UPPER WEST SIDE (WABC) -- A building super made an intriguing discovery while cleaning out the basement of an Upper West Side building.
The super came across a can containing the remains of Willy Ley, who passed away in 1969.
An internet search revealed Ley was a science writer credited with introducing the idea of space travel to the American public.
So, how did his remains end up in a basement on the Upper West Side?
Michael Hrdlovic describes the basement at 2 West 67th Street as 'the dungeon.'
He finally decided to clean it out at the end of last year and that's when he made the unusual discovery.
"I saw a can. And I studied a little closely. And then I realized these are ashes of a person," Hrdlovic said.

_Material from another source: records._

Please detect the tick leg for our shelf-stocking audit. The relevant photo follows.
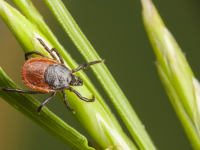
[25,51,46,60]
[38,92,56,113]
[51,48,64,65]
[37,38,58,61]
[62,90,74,111]
[0,87,45,94]
[69,87,95,102]
[72,59,105,73]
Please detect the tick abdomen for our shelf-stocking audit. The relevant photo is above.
[44,64,72,90]
[21,57,58,93]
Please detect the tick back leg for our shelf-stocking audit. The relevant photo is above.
[0,87,45,94]
[25,51,46,60]
[62,90,74,111]
[38,92,56,113]
[69,87,95,102]
[72,59,105,73]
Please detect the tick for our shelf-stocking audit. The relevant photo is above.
[0,39,104,113]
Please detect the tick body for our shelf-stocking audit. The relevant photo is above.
[0,39,104,113]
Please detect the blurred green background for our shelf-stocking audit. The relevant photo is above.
[0,0,200,150]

He immediately notified the co-op president, Dawn Nadeau.
"I had to see it for myself. I said, are you sure? And we looked at it as like, oh, my God. And I thought, wow, this is a responsibility I have to take on," Nadeau said.

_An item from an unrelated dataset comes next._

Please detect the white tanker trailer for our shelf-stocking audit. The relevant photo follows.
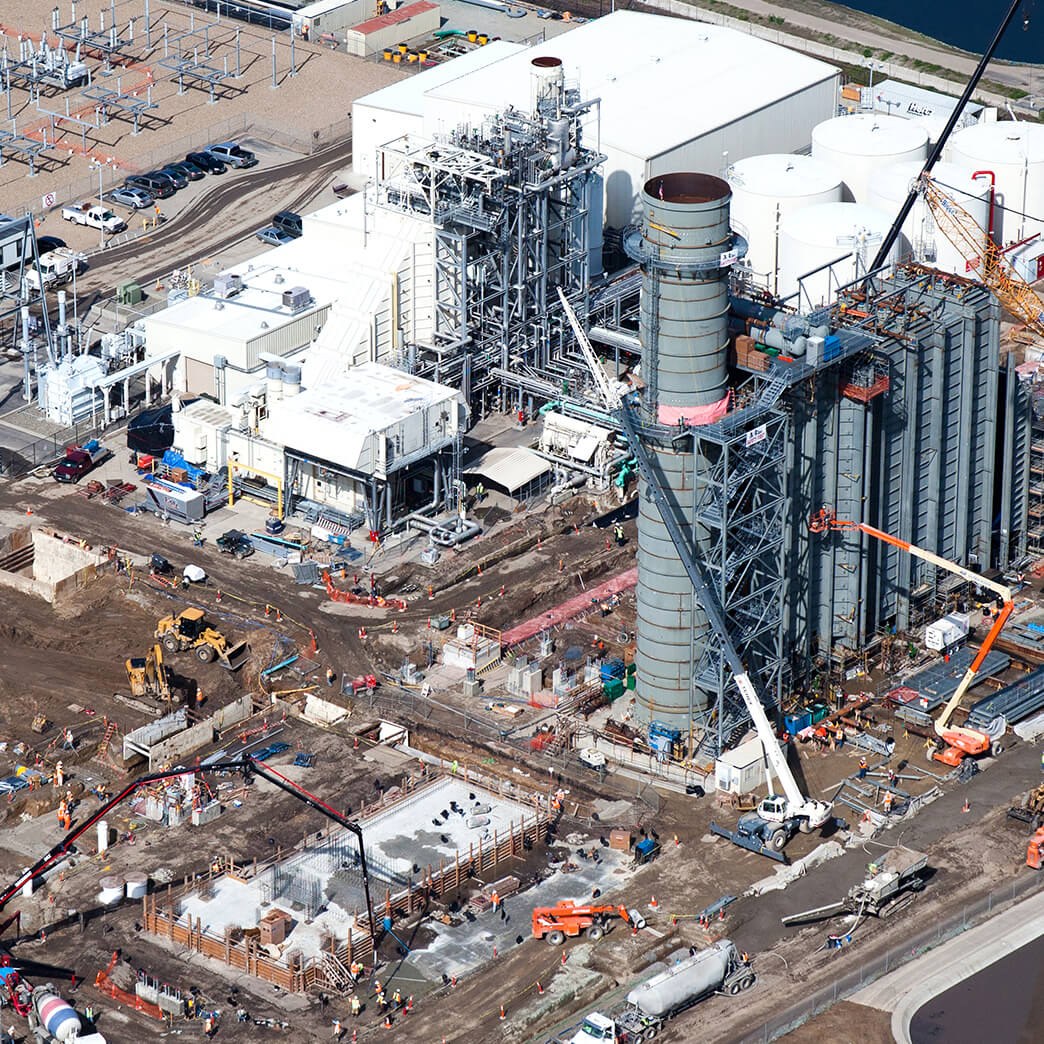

The name on the label said Willy Ley, cremated on June 26, 1969.
Nadeau learned that Ley was a pretty impressive man, a science writer who predicted space travel.
He died just days before Neil Armstrong walked on the moon.
"As we all know people are going into space now regularly and it was something that he posited that people thought was true insanity at the time but turned out to be really ahead of his time," Nadeau said.
"It was an amazing discovery because essentially I held somebody's life in my in my hands. You know, let alone somebody so famous and somebody a pioneer, if you will," Hrdlovic said.
But how Ley ended up in the basement of a prewar building on the Upper West Side remains a mystery.
He has no immediate survivors except a distant relative in Mississippi.
"My paternal grandfather, Hugo Ley, was Willy's cousin," distant relative Dr. Phillip Ley said.
Dr. Ley was heartened to learn that the goal is now to get Willy's ashes to space.
"I mean, I don't want his ashes up on my fireplace mantle. I think they need to be in space or at the museum or all those places. They need to be everywhere. I mean, that that would be the natural extension of his life is to is to be in all those places," Dr. Phillip Ley said.
There's even a crater on the moon named for Ley.
Thanks to the careful hands of this co-op, he could one day end up there.
In 1954, Walt Disney hired Ley as a consultant due to his imagination and creativity on rocket ships and space.
Ley even helped Walt Disney design space-themed rides at Disneyland.
From the TV series Disneyland, "Man in Space," released in 1955, which featured Ley, was the first of the Tomorrowland specials, looking at the history of rocketry and the many challenges of space exploration and travel.